To quantify the impact of hanging single-use cleaning/disinfecting wipes next to each bed. Pre-specified outcomes were: (1) hospital-acquired infections (HAIs), (2) cleaning frequency, (3) MDRO room contamination, (4) new MDRO acquisitions, and (5) mortality.
Clustered randomized crossover trial at Shamir Medical Center, Israel (October 2016 to January 2018). Clusters were randomly assigned to use for cleaning either single-use quaternary ammonium wipes (Clinell) or standard practices (reusable cloths and buckets with bleach). Six-month intervention periods were implemented in alternating sequence, separated by a washout period. Five high-touch surfaces were monitored by fluorescent markers. Study outcomes were compared between periods using generalized estimating equations, Poisson regression, and Cox proportional hazards models.
Overall, 7725 patients were included (47,670 person-days), 3793 patients in rooms with intervention cleaning and 3932 patients in rooms with standard practices. During the intervention, there was no significant difference in HAI rates (incidence rate ratio: 1.6; 95% confidence interval (CI): 0.7–3.5; P = 0.3). However, in intervention rooms, the frequency of environmental cleaning was higher (odds ratio: 3.73; 95% CI: 2.0–7.1; P < 0.0001), MDRO environmental contamination rate was insignificantly lower (odds ratio: 0.7; 95% CI: 0.5–1.0; P = 0.06), new MDRO acquisition rate was lower (hazard ratio: 0.4; 95% CI: 0.2–1.0; P = 0.04), and in-hospital mortality rate was lower (incidence rate ratio: 0.8; 95% CI: 0.7–1.0; P = 0.03).
Hanging single-use cleaning/disinfecting wipes next to each bed did not affect the HAI rates but did improve the frequency of cleaning, reduce MDRO environmental contamination, and was associated with reduced incidence of new MDRO acquisitions and reduced mortality. This is a feasible, recommended practice to improve patient outcomes in multi-patient rooms.
]. Availability of ease of use of cleaning/disinfecting single-use wipes located in patients' immediate environment could facilitate staff compliance with cleaning protocols. This could improve the frequency of cleaning of high-touch surfaces associated with MDRO transmissions [
Clinell Universal Wipes and Clinell Sporicidal Wipes have been shown to be active (in vitro) against common MDROs. However, there are no controlled data pertaining to the impact of Clinell wipes, or any other wipes, with regards to clinical outcomes of patients.
Our aim was to conduct a unit-level crossover, interventional study to quantify the impact of placing single-use cleaning/disinfecting wipes in multi-patient rooms on: (1) HAI rate, (2) cleaning frequency, (3) MDRO room contamination, (4) MDRO new acquisitions (by naïve patients), and (5) in-hospital mortality.

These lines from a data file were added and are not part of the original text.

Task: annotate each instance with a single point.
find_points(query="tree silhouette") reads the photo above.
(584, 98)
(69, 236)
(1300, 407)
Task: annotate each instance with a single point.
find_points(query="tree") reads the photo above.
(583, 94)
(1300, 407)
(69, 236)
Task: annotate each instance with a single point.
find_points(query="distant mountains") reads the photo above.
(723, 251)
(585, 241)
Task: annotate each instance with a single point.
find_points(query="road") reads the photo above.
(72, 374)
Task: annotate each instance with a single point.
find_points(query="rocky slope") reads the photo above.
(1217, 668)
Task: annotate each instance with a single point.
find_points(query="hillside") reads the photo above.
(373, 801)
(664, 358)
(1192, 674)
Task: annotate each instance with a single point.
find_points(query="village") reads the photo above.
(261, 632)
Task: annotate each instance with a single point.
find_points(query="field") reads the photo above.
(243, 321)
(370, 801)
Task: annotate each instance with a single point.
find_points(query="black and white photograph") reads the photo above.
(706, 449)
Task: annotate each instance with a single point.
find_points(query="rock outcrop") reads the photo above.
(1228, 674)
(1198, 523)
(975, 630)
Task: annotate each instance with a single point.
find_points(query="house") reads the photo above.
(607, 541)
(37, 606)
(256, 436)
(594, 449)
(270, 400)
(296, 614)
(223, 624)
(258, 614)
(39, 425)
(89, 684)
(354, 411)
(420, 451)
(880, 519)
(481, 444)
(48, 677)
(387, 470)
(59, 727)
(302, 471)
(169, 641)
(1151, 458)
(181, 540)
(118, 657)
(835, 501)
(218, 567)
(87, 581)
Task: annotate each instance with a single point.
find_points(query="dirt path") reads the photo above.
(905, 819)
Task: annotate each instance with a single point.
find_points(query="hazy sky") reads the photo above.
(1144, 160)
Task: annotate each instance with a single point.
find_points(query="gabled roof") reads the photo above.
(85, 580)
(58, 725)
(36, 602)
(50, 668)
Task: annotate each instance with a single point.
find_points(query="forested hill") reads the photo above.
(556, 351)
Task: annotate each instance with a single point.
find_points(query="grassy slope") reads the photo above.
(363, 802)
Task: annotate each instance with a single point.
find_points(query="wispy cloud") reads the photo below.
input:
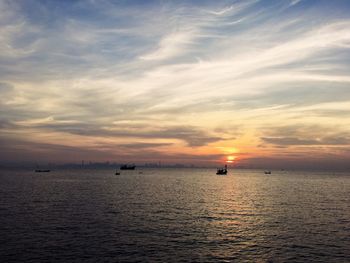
(177, 71)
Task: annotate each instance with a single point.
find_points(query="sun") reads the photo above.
(230, 159)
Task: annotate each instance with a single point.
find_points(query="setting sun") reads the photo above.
(230, 159)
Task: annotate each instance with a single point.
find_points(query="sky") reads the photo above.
(251, 83)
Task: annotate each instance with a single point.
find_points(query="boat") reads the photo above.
(222, 171)
(42, 170)
(127, 167)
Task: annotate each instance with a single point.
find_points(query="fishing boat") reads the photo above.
(127, 167)
(222, 171)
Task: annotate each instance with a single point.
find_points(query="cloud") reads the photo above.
(151, 75)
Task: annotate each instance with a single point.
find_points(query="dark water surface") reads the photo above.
(174, 215)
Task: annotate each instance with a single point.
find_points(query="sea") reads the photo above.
(174, 215)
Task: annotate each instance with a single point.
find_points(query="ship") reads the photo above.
(128, 167)
(222, 171)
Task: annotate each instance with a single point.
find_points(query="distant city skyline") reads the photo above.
(249, 83)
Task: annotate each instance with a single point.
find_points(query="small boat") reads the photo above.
(127, 167)
(222, 171)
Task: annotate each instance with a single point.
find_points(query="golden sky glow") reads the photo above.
(252, 83)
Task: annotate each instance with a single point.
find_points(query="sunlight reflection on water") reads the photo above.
(175, 214)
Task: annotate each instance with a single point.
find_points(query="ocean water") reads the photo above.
(174, 215)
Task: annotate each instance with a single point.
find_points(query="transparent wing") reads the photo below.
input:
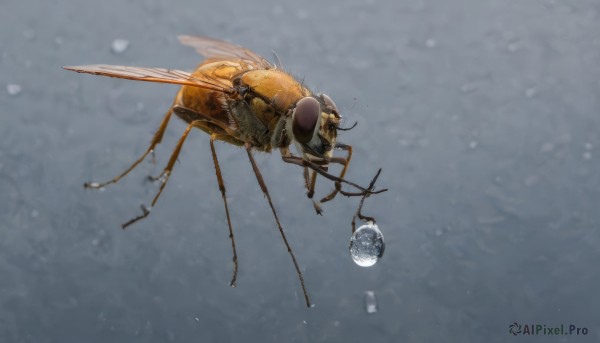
(161, 75)
(218, 49)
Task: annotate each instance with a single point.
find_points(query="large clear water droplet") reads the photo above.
(367, 245)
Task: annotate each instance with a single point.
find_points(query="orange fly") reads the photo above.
(238, 97)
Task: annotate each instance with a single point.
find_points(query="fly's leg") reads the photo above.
(265, 191)
(213, 137)
(310, 187)
(164, 176)
(358, 213)
(156, 139)
(345, 162)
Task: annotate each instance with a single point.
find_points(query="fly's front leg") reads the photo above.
(345, 162)
(155, 141)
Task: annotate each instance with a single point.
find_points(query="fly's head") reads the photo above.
(315, 121)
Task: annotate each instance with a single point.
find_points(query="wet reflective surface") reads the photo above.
(482, 114)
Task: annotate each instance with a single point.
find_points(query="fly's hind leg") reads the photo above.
(265, 191)
(156, 139)
(213, 137)
(164, 175)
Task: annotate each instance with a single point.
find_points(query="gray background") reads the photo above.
(482, 114)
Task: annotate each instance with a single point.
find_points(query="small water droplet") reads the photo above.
(367, 245)
(468, 88)
(29, 34)
(13, 89)
(119, 46)
(431, 43)
(547, 147)
(370, 302)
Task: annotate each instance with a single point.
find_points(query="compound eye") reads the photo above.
(329, 103)
(306, 118)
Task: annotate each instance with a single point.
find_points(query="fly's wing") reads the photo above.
(220, 50)
(161, 75)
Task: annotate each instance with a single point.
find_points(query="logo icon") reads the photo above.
(514, 328)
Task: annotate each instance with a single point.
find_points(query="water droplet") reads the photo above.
(370, 302)
(430, 43)
(13, 89)
(547, 147)
(468, 88)
(29, 34)
(119, 46)
(367, 245)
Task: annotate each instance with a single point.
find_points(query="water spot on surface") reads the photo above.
(119, 46)
(367, 245)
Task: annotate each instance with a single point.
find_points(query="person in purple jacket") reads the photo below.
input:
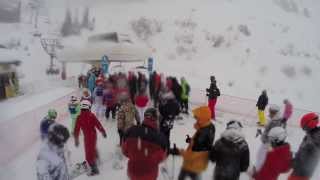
(287, 113)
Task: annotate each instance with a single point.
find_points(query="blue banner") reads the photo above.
(150, 64)
(105, 64)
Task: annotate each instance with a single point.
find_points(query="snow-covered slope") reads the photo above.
(248, 45)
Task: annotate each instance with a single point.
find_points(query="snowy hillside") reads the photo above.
(248, 45)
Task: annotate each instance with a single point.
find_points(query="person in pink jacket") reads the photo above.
(288, 108)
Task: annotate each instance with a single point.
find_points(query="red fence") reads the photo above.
(22, 131)
(244, 109)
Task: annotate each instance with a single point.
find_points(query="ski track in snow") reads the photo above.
(23, 167)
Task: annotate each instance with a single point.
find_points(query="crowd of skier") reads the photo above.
(145, 109)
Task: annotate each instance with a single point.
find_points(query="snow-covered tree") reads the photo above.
(85, 20)
(67, 26)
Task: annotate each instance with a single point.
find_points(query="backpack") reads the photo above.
(99, 91)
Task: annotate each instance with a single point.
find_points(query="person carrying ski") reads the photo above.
(128, 115)
(87, 122)
(261, 104)
(275, 121)
(278, 159)
(185, 96)
(109, 100)
(86, 95)
(230, 153)
(196, 156)
(98, 99)
(213, 93)
(91, 82)
(307, 158)
(141, 102)
(51, 163)
(288, 108)
(46, 123)
(145, 158)
(74, 110)
(169, 109)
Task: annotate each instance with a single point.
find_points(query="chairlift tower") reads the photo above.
(50, 46)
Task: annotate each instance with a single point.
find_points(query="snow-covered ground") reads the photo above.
(248, 45)
(23, 167)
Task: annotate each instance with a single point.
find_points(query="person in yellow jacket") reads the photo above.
(195, 157)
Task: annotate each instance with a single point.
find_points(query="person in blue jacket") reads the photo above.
(46, 122)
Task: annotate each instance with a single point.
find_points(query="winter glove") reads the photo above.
(104, 134)
(188, 139)
(174, 150)
(258, 133)
(76, 142)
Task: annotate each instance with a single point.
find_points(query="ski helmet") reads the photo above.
(309, 121)
(277, 135)
(74, 99)
(52, 114)
(58, 134)
(274, 108)
(151, 113)
(85, 104)
(234, 124)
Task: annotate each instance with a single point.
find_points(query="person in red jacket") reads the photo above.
(141, 102)
(145, 146)
(88, 123)
(279, 157)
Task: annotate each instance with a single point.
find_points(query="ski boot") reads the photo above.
(93, 170)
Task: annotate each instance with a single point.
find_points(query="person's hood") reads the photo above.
(202, 114)
(233, 135)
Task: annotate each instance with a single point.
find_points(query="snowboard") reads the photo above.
(118, 159)
(79, 169)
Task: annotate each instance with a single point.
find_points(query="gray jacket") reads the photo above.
(51, 163)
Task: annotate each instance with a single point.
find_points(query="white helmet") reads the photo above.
(274, 108)
(73, 99)
(234, 124)
(277, 135)
(85, 104)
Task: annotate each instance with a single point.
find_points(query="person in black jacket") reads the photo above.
(230, 153)
(261, 104)
(169, 109)
(213, 92)
(308, 155)
(196, 156)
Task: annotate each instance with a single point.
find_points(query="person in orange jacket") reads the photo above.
(196, 156)
(88, 123)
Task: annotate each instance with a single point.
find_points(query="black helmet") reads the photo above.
(58, 134)
(212, 78)
(151, 112)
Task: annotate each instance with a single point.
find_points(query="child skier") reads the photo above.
(278, 158)
(88, 123)
(308, 155)
(86, 95)
(74, 110)
(185, 96)
(213, 93)
(275, 121)
(128, 115)
(109, 100)
(196, 156)
(141, 101)
(261, 105)
(98, 99)
(145, 158)
(230, 153)
(46, 123)
(288, 108)
(51, 163)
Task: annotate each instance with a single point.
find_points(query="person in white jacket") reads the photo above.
(51, 163)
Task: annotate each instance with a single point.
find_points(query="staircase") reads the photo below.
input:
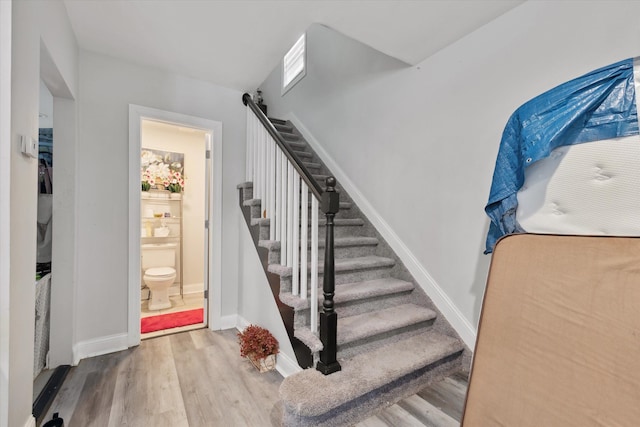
(391, 339)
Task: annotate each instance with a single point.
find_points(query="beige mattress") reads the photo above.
(559, 335)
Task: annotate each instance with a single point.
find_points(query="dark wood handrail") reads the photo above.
(295, 161)
(330, 205)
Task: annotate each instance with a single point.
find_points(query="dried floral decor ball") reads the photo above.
(257, 342)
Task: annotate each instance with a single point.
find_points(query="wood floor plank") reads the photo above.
(194, 379)
(448, 395)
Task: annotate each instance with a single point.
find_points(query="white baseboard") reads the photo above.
(284, 364)
(31, 422)
(229, 322)
(442, 301)
(241, 323)
(193, 288)
(99, 346)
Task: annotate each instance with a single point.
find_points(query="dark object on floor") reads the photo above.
(54, 422)
(46, 396)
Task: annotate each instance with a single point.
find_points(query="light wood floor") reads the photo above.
(198, 378)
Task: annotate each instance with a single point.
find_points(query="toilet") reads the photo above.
(158, 262)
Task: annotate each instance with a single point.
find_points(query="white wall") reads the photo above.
(192, 144)
(107, 87)
(35, 24)
(5, 211)
(419, 143)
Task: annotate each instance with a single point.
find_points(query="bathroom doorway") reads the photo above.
(175, 228)
(173, 167)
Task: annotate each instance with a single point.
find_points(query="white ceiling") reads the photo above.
(236, 43)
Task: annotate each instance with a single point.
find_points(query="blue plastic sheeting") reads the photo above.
(597, 106)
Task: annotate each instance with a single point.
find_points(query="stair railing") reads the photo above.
(283, 183)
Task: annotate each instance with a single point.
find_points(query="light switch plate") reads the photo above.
(29, 146)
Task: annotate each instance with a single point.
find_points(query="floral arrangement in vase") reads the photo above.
(259, 346)
(147, 181)
(174, 182)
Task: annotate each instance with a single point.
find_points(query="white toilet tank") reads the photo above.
(158, 255)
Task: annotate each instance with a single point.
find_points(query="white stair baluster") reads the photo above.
(283, 222)
(249, 153)
(304, 243)
(295, 239)
(278, 195)
(256, 151)
(257, 186)
(263, 171)
(289, 214)
(271, 209)
(314, 266)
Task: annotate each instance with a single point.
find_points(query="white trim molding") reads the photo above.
(441, 300)
(99, 346)
(214, 129)
(5, 209)
(226, 322)
(31, 421)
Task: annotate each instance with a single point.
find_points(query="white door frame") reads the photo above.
(5, 209)
(213, 128)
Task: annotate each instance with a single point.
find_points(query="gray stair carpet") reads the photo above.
(392, 340)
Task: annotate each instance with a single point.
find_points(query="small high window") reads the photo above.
(294, 64)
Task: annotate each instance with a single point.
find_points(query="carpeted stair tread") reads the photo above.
(340, 222)
(252, 202)
(370, 289)
(341, 265)
(362, 263)
(348, 292)
(244, 185)
(310, 165)
(347, 242)
(338, 242)
(283, 127)
(297, 145)
(354, 328)
(303, 155)
(289, 136)
(343, 205)
(311, 394)
(260, 221)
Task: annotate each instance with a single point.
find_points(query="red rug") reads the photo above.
(171, 320)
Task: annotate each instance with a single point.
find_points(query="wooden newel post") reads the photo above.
(328, 364)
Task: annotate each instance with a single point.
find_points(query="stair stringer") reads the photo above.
(304, 355)
(460, 324)
(399, 271)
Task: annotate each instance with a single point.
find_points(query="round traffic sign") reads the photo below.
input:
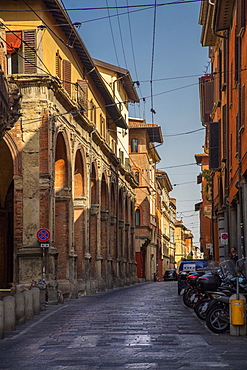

Study design and participants
Study design and setting
A crossover, interventional study was conducted in four Medicine departments at Shamir Medical Center (SMC), central Israel. The departments are similar in size, number of beds, number of staff, and patients' baseline characteristics. The units house a range of patients from younger, healthier patients to dependent or cognitively impaired patients, unconscious individuals, and even some mechanically ventilated patients. Medicine A/D are on the northern side of the building, and Medicine B/C on the southern side of the building. The intervention was limited to one side of the building at a time to minimize crossover effects between arms. The rooms of medical floors have two or three occupants separated by fabric curtains.
The study lasted 15 months, from October 20th, 2016 to January 19th, 2018. The study consisted of two six-month study phases during which one of two clusters (departments A/D vs departments B/C) was subjected to an intervention phase (single-use wipes installed at the bedside) and to a non-intervention phase (standard practice according to Israeli Ministry of Health (MOH) guidelines, as described below). The first intervention phase was randomly (Excel; Microsoft) assigned to be executed at departments A/D. There was an additional pre-study period (one month), a washout period (one month), and a post-study period (one month) (Figure 1). All patients (>18 years) admitted to one of the study departments were included. The ethics Helsinki Committee of SMC approved the study prior to its initiation.
Standard and intervention cleaning practices
The cleaning guidelines at SMC, as per Israeli MOH regulations, were as follows: for all patients, regardless of MDRO status, standard cleaning practices were carried out once per day and included multi-use buckets and cloths with a bleach solution (1000 ppm, referring to the freely available chlorine) [
]. For patients with Clostridium difficile, the bleach solution was increased to 2000 ppm (daily cleaning) and 5000 ppm (terminal cleaning upon discharge). During intervention periods, high-touch surfaces (e.g. bed, bed rails, bedside table, infusion pump, monitor, cables) were cleaned with Clinell wipes, and the floor, walls, and sink were cleaned with bleach once per day. Cleaning of the immediate patient environment was performed by nurse assistants who received identical training across units regarding the implementation of the single-use wipes. Whereas it is possible that untrained individuals may have used the wipes, wipes were designated with signage as ‘for staff use only’ to discourage use by patients and/or visitors.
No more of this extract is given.